Protests in Tel Aviv regarding the Iran war and Houthi missile threats have significantly reduced the chances of a US-Iran ceasefire. As it stands, the likelihood of a ceasefire by April 7 is a mere 1%, a decline from 2% just a day prior.
Market enthusiasm is also waning for a possible ceasefire on April 15, which now sits at 6%, down from 8%. The April 30 market is forecasted at 18% approval, down from 24% the previous day. This decreasing optimism reflects the market's concerns over escalating proxy conflicts and the internal unrest within Israel.

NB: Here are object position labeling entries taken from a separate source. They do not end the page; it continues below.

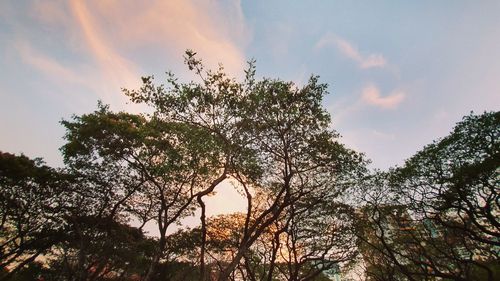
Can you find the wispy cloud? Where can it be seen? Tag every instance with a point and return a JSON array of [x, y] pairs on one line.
[[119, 70], [371, 95], [351, 51], [46, 65]]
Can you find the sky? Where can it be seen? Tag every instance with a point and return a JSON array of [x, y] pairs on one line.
[[400, 73]]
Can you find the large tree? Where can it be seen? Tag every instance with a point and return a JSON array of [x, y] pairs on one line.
[[442, 219]]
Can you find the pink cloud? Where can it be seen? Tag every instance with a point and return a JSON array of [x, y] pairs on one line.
[[216, 32], [351, 52], [371, 95]]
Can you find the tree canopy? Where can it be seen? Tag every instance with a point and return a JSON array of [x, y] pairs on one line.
[[434, 217]]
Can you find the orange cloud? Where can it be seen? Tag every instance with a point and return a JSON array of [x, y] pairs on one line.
[[167, 28], [119, 70], [372, 96]]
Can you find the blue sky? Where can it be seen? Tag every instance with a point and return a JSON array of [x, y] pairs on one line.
[[400, 73]]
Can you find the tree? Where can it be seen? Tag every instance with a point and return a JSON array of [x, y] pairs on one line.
[[449, 191], [273, 138], [31, 201]]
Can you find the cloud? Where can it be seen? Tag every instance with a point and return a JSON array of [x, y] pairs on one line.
[[120, 71], [46, 65], [351, 52], [117, 39], [215, 30], [371, 95]]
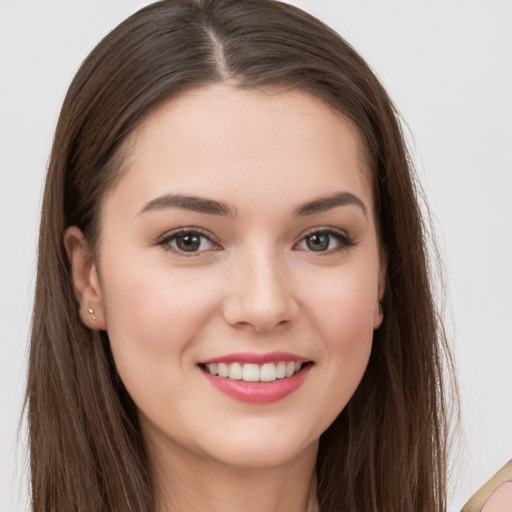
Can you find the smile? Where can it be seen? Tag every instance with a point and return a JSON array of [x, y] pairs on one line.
[[250, 372], [257, 378]]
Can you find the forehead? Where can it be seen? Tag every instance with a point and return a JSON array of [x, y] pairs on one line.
[[223, 140]]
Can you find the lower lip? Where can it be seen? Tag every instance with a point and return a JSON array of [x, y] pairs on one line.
[[258, 392]]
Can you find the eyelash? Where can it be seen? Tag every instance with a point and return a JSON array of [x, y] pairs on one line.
[[344, 241], [168, 238]]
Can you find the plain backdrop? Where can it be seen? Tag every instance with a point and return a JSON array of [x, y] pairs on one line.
[[448, 66]]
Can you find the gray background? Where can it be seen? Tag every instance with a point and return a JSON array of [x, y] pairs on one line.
[[448, 67]]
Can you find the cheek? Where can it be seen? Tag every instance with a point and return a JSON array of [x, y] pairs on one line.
[[153, 315]]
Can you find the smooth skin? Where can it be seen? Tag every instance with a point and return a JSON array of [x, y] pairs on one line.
[[282, 254]]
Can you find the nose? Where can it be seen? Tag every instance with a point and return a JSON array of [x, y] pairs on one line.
[[260, 294]]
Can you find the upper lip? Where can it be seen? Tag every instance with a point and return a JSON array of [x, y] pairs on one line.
[[255, 358]]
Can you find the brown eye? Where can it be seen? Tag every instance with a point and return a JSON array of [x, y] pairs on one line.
[[318, 242], [327, 240], [188, 243]]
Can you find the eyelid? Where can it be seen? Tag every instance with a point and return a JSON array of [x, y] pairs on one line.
[[165, 239], [345, 240]]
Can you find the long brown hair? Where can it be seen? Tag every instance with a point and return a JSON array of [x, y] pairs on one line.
[[386, 451]]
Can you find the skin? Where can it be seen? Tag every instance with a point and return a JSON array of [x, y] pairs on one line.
[[254, 285]]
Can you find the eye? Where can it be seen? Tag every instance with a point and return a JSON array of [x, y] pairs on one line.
[[187, 241], [326, 240]]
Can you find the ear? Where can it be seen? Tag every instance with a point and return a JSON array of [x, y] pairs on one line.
[[379, 311], [85, 279]]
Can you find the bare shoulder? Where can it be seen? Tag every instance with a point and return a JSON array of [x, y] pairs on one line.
[[495, 495]]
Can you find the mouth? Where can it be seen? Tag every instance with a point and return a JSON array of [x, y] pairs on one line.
[[257, 378], [252, 372]]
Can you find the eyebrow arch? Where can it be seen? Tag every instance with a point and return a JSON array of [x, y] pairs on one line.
[[324, 204], [193, 203]]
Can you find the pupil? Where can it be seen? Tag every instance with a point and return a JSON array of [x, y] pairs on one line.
[[188, 243], [318, 242]]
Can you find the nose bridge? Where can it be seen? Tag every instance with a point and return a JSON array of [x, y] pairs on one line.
[[261, 295]]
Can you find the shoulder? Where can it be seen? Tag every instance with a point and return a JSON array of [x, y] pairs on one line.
[[495, 495]]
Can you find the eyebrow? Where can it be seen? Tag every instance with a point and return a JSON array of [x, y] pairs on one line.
[[212, 207], [193, 203], [324, 204]]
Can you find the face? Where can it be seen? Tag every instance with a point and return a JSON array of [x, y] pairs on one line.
[[237, 274]]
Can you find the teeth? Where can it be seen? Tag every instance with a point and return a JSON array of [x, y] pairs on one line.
[[281, 370], [251, 372]]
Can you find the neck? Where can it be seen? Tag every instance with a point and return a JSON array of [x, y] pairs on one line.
[[185, 481]]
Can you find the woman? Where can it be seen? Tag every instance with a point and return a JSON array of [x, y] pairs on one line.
[[233, 304]]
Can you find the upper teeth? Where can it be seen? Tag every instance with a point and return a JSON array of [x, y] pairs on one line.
[[254, 372]]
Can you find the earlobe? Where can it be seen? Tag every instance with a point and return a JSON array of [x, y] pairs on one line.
[[85, 279], [379, 309]]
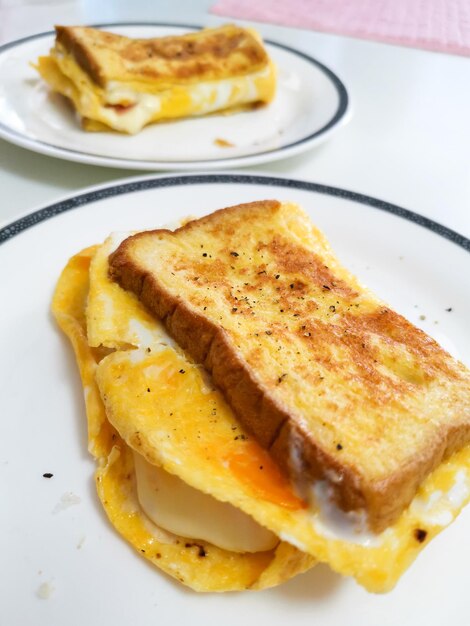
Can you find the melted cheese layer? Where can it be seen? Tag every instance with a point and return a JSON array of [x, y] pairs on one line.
[[128, 107], [175, 506]]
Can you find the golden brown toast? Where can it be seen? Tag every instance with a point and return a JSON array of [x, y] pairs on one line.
[[350, 398], [122, 84], [210, 54]]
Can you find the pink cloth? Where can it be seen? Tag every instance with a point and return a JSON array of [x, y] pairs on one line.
[[439, 25]]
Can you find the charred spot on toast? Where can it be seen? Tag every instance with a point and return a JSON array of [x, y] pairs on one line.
[[350, 359]]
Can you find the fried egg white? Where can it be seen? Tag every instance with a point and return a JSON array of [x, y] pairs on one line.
[[170, 428], [197, 563], [103, 109]]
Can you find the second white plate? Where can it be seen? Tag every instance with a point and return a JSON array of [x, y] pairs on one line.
[[421, 268], [311, 102]]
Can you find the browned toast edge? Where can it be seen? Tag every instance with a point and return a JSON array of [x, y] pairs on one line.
[[301, 458]]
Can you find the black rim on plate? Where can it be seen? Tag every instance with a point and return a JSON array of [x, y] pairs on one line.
[[18, 226], [342, 107]]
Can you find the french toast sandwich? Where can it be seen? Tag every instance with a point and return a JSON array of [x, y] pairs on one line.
[[122, 84], [356, 404]]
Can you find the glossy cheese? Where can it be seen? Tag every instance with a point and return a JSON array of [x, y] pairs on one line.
[[128, 107]]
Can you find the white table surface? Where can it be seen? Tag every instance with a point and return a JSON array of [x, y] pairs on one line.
[[408, 141]]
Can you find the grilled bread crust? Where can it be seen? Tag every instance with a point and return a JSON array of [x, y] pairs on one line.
[[340, 388], [210, 54]]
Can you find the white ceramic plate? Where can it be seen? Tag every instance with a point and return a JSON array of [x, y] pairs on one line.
[[311, 102], [96, 577]]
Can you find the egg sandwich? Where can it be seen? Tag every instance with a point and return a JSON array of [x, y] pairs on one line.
[[157, 445], [122, 84], [284, 388]]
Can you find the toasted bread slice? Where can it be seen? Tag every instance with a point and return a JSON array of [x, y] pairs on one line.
[[123, 84], [349, 397], [209, 54]]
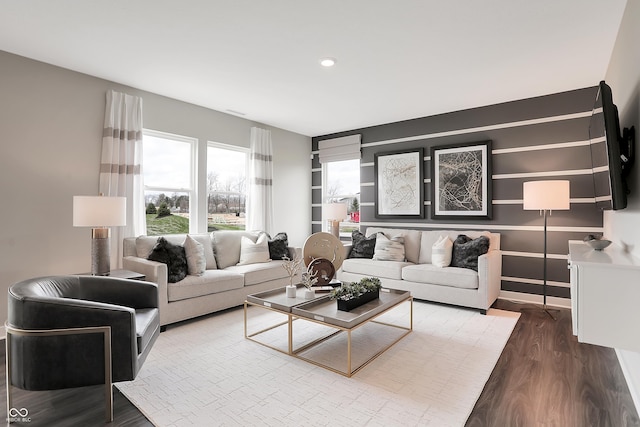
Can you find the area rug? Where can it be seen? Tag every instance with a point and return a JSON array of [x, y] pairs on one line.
[[205, 372]]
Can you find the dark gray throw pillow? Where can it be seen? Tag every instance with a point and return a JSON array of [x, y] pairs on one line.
[[172, 255], [362, 247], [466, 251], [279, 246]]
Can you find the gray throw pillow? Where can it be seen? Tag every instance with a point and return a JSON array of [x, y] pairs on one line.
[[172, 255], [362, 246], [466, 251], [279, 246]]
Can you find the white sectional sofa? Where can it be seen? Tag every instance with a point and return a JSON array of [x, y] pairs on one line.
[[223, 285], [450, 285]]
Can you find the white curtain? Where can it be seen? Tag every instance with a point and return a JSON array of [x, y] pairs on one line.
[[260, 201], [120, 166]]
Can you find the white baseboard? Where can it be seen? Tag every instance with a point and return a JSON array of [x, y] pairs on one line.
[[630, 364], [534, 299]]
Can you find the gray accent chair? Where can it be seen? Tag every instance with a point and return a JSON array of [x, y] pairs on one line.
[[76, 331]]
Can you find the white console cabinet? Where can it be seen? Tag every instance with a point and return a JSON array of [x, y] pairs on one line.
[[605, 296]]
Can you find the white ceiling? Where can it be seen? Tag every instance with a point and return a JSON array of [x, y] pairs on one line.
[[397, 60]]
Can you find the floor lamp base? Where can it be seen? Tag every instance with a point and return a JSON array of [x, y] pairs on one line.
[[100, 252]]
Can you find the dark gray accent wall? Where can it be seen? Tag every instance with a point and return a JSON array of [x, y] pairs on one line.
[[538, 138]]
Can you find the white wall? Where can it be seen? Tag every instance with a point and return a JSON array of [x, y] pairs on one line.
[[623, 75], [51, 123]]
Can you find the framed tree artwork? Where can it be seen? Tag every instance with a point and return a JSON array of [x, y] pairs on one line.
[[399, 184], [461, 181]]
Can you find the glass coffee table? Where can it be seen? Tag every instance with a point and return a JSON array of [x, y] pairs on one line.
[[317, 332]]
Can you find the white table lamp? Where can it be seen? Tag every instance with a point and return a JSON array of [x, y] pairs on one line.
[[100, 213]]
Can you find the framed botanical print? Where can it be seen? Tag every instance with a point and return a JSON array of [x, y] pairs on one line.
[[461, 181], [399, 184]]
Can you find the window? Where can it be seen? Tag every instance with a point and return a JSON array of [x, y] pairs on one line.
[[342, 185], [227, 168], [168, 182]]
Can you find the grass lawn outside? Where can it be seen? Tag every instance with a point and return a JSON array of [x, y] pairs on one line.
[[175, 224]]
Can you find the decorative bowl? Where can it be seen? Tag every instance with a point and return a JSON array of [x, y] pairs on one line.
[[598, 244]]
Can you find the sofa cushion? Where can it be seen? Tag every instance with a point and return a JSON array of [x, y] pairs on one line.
[[279, 246], [144, 245], [441, 252], [172, 255], [260, 273], [373, 268], [466, 251], [211, 282], [254, 252], [362, 246], [226, 245], [411, 240], [196, 262], [389, 249], [449, 276]]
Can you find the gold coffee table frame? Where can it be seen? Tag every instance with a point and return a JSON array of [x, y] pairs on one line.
[[320, 311]]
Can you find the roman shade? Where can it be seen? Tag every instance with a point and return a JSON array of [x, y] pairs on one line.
[[337, 149]]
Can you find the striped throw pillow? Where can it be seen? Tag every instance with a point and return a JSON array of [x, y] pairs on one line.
[[389, 249]]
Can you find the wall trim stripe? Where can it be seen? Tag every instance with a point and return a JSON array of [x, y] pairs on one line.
[[482, 128], [541, 147], [534, 255], [535, 281], [496, 227], [543, 174]]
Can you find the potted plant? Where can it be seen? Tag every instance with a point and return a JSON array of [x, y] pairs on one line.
[[291, 266], [309, 279], [352, 295]]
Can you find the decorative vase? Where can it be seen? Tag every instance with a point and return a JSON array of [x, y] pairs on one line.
[[291, 291], [349, 305]]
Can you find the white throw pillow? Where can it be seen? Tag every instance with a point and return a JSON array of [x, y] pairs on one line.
[[389, 249], [441, 252], [196, 261], [252, 253]]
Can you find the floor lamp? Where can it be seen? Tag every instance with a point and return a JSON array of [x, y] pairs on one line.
[[545, 196], [100, 213]]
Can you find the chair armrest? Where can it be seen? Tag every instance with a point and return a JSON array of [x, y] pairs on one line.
[[125, 292], [62, 313]]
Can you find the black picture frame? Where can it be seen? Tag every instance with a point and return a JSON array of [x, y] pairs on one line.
[[461, 181], [399, 184]]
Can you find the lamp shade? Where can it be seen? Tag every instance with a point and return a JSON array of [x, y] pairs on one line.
[[546, 195], [99, 211], [335, 211]]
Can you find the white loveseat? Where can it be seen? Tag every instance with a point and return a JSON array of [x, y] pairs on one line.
[[450, 285], [223, 285]]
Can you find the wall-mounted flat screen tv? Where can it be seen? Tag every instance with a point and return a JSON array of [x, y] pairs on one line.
[[611, 152]]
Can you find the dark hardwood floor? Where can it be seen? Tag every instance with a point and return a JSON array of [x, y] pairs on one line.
[[544, 377]]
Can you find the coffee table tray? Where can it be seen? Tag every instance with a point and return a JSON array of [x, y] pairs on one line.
[[277, 298], [326, 310]]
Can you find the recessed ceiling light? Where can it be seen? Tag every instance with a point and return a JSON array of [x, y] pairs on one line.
[[328, 62]]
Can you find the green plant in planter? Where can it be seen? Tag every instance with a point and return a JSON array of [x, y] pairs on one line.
[[353, 290]]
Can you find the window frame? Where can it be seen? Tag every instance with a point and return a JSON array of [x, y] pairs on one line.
[[192, 191], [326, 197], [222, 146]]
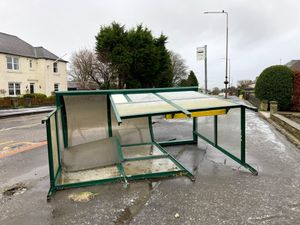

While the statistics indicate an active trading market with a volume of $3.76 million spanning various sub-markets, the actual USDC traded reveals a stark contrast at just $431,000. The thin order books present an unstable trading situation, where a mere $12,000 is sufficient to shift the April 7 market by five points. The most significant movement in the last 24 hours was a slight 2-point increase for April 30, pointing to a fleeting moment of optimism before reality took hold again.
These protests and military escalations are decidedly negative for ceasefire predictions. Although sourcing figures from a Tier 3 outlet indicates a potential noise factor, they align with the overarching theme of halted peace negotiations. At 1¢, a betting share indicating a YES for April 7 is extremely unlikely to prosper without a miraculous diplomatic shift within the next few days.
Investors should be vigilant for updates from Secretary of State Rubio and any negotiations potentially facilitated by Oman or Qatar, as well as any remarks from Trump or CENTCOM that could influence market reactions. With military actions escalating, any forward movement toward peace appears contingent upon a substantial diplomatic indicator emerging soon.